Brownfield meteorologist Greg Soulje says weather patterns the last 6 months have not aligned with a typical El Nino.

The National Weather Service defines El Nino as the unusual warming of surface waters in the eastern Pacific Ocean that has global impacts on weather.

Soulje says the past few El Nino’s have produced mild temperatures and seasonal rains in the eastern and southern Corn Belt.

“But, guess what? We’ve moved into a drought there and are just beginning to exit it. Usually El Ninos are more characteristic of a winter time season that’s warmer to wetter and drier. So, this is one for the books, if you will.”

He says a typical El Nino also creates a drier and warmer pattern in the northern plains, but it was a cooler and wetter start with flooding in parts of Montana and the Dakotas.

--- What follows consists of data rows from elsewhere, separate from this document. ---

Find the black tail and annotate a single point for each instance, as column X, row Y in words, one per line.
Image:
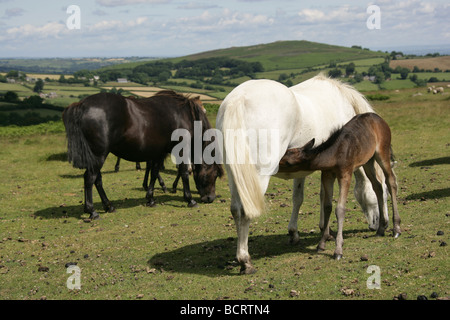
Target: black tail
column 78, row 151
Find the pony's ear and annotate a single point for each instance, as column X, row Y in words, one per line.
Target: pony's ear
column 310, row 144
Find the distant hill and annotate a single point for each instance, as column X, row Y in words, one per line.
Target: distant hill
column 63, row 65
column 284, row 55
column 280, row 55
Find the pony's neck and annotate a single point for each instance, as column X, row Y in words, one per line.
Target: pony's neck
column 322, row 160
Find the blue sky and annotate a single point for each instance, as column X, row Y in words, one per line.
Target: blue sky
column 175, row 27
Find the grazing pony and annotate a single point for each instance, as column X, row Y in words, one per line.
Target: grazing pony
column 138, row 130
column 364, row 140
column 292, row 117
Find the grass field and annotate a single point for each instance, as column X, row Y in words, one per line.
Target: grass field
column 174, row 252
column 426, row 63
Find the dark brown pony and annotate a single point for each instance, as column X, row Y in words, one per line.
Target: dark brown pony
column 363, row 140
column 137, row 130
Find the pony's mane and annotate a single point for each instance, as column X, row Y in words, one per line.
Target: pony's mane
column 186, row 100
column 356, row 99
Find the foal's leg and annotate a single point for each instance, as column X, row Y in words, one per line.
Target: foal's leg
column 369, row 169
column 297, row 200
column 344, row 180
column 391, row 182
column 175, row 183
column 147, row 171
column 161, row 181
column 327, row 204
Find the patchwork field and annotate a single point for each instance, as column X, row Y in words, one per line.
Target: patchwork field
column 442, row 63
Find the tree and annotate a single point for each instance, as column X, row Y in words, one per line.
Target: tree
column 33, row 101
column 39, row 86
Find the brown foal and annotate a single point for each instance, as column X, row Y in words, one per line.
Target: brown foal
column 363, row 140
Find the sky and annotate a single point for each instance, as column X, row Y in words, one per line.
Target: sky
column 170, row 28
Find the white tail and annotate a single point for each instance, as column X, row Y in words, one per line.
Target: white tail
column 239, row 160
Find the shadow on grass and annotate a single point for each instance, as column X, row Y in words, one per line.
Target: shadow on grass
column 431, row 162
column 77, row 211
column 434, row 194
column 217, row 257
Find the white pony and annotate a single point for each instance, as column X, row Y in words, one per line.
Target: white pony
column 293, row 116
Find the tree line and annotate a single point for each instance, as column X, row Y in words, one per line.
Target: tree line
column 208, row 70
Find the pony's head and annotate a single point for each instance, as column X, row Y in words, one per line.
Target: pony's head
column 205, row 180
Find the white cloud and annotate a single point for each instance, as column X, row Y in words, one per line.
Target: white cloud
column 49, row 30
column 116, row 3
column 14, row 12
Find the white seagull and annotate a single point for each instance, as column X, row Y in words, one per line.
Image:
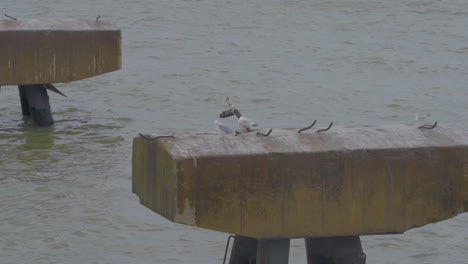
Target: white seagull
column 244, row 121
column 223, row 129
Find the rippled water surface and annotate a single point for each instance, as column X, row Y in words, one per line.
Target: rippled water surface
column 65, row 191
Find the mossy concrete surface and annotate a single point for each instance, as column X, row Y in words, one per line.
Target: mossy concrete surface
column 36, row 51
column 342, row 182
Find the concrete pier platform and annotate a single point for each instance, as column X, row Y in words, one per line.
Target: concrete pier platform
column 35, row 53
column 343, row 182
column 39, row 51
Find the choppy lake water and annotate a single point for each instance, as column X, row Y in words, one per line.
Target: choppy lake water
column 65, row 191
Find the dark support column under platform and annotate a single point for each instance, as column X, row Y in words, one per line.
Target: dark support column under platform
column 38, row 102
column 272, row 251
column 244, row 250
column 24, row 100
column 336, row 250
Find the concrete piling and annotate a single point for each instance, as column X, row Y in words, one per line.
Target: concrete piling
column 329, row 188
column 38, row 52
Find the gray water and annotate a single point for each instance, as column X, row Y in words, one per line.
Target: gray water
column 65, row 191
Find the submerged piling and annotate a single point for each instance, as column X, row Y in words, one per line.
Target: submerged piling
column 38, row 52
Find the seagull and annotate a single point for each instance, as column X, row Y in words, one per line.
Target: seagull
column 420, row 118
column 223, row 129
column 244, row 121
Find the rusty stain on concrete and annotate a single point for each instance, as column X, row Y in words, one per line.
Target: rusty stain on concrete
column 346, row 181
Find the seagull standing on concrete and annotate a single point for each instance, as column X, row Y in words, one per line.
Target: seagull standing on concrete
column 223, row 129
column 244, row 121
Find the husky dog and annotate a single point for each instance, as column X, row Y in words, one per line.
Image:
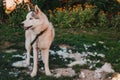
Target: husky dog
column 39, row 34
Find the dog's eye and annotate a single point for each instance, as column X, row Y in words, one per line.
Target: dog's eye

Soulje says El Nino is expected to stick around into mid-winter and he is anticipating the remainder of the summer and harvest season to be wetter.

“Going forward, I would still anticipate this wide fluctuation of temperature and moisture, but generally moving towards a wetter scenario until we get to into the late autumn season around here.”

He is expecting this El Nino to keep heat in the western states, cooler than average temperatures in the Great Lakes Region and go back and forth on temperatures in the Corn Belt and plains states.